Staff-sergeant Mlanga, who was in charge of the party, did a passable imitation of a salute.

“Prisoners, sir!” The squad parted to reveal two frightened-looking Africans who, by the look of them, had been handled none too gently.

“We were patrolling the rim of the crater when we found these two men,” Staff-sergeant Mlanga explained. “They were looking down into the valley.” And he added: “We think they may be Mulelists. But we haven’t interrogated them. We brought them straight in. We thought you would like to see them.”

Mugambu’s interest was aroused.

“Mulelists, eh?” He turned to Mlanga. “Thank you, Staff-sergeant. I think I’ll interrogate them myself.” He belched evilly, a drunken man scenting pleasure. “Take them out of earshot,” he ordered. “I’ll be along in a minute.”

It was Ngenzi himself who found the bodies of his men. They had been thrown unceremoniously onto the track where it led to the rim of the crater. Already the flies had gathered and the stench of death was noticeable.

“Mon Dieu!” Michel Ngenzi stopped in mid-stride. “Who the hell did that?” He turned to Stephanie. “Don’t look.”

But Stephanie had already seen the broken bodies and the mangled limbs, and the sight appalled her.

Ngenzi knelt down to examine the bodies more closely.

“They were tortured,” he said in a voice choked with emotion. He was a man who flinched from violence, any kind of violence. Besides, the two men had been with him a long time. “But I think there was something else, besides torture.” Ngenzi continued. “Look at the expression on their faces.”

Stephanie saw what he meant. There was a contorted agonized expression on each of the faces. She would not have believed such anguish possible.

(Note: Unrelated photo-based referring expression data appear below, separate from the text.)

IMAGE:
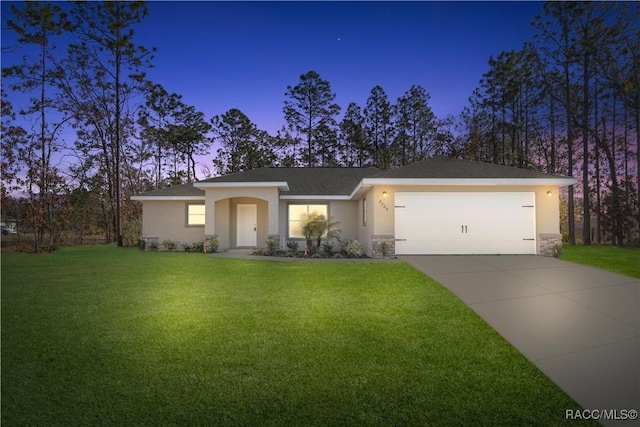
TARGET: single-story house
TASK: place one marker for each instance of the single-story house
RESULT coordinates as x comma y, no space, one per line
435,206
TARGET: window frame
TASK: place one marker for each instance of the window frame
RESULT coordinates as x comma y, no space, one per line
189,215
364,212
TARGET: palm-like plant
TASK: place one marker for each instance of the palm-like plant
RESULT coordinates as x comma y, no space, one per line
315,226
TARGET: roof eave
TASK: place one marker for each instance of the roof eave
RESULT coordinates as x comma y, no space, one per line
560,181
316,197
282,185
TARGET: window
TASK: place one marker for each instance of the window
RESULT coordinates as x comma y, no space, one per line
295,217
364,212
195,214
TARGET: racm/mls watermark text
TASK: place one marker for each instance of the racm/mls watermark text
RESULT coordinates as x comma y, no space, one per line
601,414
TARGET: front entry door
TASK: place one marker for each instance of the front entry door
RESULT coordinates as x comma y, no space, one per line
247,225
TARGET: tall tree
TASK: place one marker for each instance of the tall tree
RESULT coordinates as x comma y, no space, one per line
309,109
356,151
103,71
242,145
39,24
378,116
415,126
160,107
556,42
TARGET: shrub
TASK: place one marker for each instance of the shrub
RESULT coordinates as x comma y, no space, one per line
198,246
351,247
314,227
272,246
327,247
292,246
214,243
170,245
384,248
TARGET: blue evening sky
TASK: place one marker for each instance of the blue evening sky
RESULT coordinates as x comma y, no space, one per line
223,55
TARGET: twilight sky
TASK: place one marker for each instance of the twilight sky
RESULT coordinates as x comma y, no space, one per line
223,55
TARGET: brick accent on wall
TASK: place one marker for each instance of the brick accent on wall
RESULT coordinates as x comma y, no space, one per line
376,245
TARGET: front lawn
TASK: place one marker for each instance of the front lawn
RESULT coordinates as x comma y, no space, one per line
612,258
108,336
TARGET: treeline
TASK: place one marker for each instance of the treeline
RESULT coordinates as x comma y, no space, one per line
566,103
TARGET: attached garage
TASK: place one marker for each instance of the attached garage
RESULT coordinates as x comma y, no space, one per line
465,223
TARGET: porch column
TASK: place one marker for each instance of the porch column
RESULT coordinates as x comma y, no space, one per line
210,216
274,212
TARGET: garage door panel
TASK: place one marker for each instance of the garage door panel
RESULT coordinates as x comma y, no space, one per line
465,223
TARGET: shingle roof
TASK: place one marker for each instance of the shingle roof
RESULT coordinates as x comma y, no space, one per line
342,181
305,181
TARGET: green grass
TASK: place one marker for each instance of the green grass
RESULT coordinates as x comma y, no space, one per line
612,258
107,336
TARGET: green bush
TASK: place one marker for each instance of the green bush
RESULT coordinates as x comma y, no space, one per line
351,247
292,246
170,245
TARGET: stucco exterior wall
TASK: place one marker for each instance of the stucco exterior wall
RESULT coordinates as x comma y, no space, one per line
365,231
168,220
343,211
547,208
221,212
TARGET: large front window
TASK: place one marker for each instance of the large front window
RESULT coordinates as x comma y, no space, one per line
195,215
297,212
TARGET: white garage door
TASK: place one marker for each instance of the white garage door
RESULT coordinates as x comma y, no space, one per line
465,223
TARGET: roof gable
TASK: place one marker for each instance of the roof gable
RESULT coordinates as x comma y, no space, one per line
304,181
345,182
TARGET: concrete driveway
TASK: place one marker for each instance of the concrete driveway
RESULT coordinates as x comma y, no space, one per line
580,325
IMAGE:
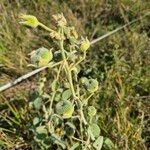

The bodies had been lying face up in the long grass. Ngenzi now gently turned them over and, as he did so, he gave a sharp exclamation. “Look, darts! Darts in the back. Poisoned darts. That’s what killed them.”

Gingerly he pulled out a dart from one of the bodies. He examined it carefully. “No blood! No blood at all. The point of the dart is so fine that it can enter the tissue and flesh without breaking them.”

“Don’t touch it,” Stephanie cried. She had a sudden terrifying vision of the Professor collapsing in front of her.

“I’m not going to.”

Ngenzi pointed to the brown stain on the tip of the dart. “It could be curare. The deadliest nerve-poison known to man. The South American Indians have been using it for centuries.”

“Is it used in Africa too?”

“Not to my knowledge.”

Ngenzi examined the dart carefully.

“This isn’t a native product, anyway. It’s a manufactured item.”

“What do you think that means?”

“I think it means someone has got there ahead of us,” Ngenzi replied slowly. “If you wanted to kill the green monkeys without creating conditions for further contamination, that’s what you’d use. High-powered darts, tipped with curare.”

“Does that mean we’re too late?”

“Maybe. Maybe they’ve already killed the monkeys.”

“Do you think your men talked?” Stephanie asked. “Do you think we could be walking into an ambush?”

Ngenzi regarded the remains of his scouts. He seemed quite certain of his reply.

“No, I’m sure they didn’t talk.”

Stephanie looked at the large black man whom she had come to love and trust as she had loved and trusted her father.

“I think we should go on.” She spoke softly but there was determination in her voice. “What do the others think?”

Ngenzi turned to his men. “Kodjo? Charles?”

“We want whatever you want, boss. Only take care.”

“We’ll bury the bodies first and then we’ll go on.”

It took them two hours to bury the bodies. When they had finished, Ngenzi fashioned two rough crosses and placed them at the head of the graves.

“Were they Catholic?” Stephanie asked.

“Part Catholic, part animistic. In this part of Africa we have a tendency to mix up the different traditions.”

He knelt in prayer and the others knelt with him.

At last they moved on, still in single file.

“We’ll make camp at the rim of the crater,” Ngenzi said. “Out of sight. We’ll wait. And we’ll watch. No fires. No noise.”

They found a cave used by animals about one hundred feet below the rim of the crater. The entrance was about four feet across and two feet high but the cavity inside was large. Once they were installed within, they pulled grasses and fronds and branches into position to disguise the entrance.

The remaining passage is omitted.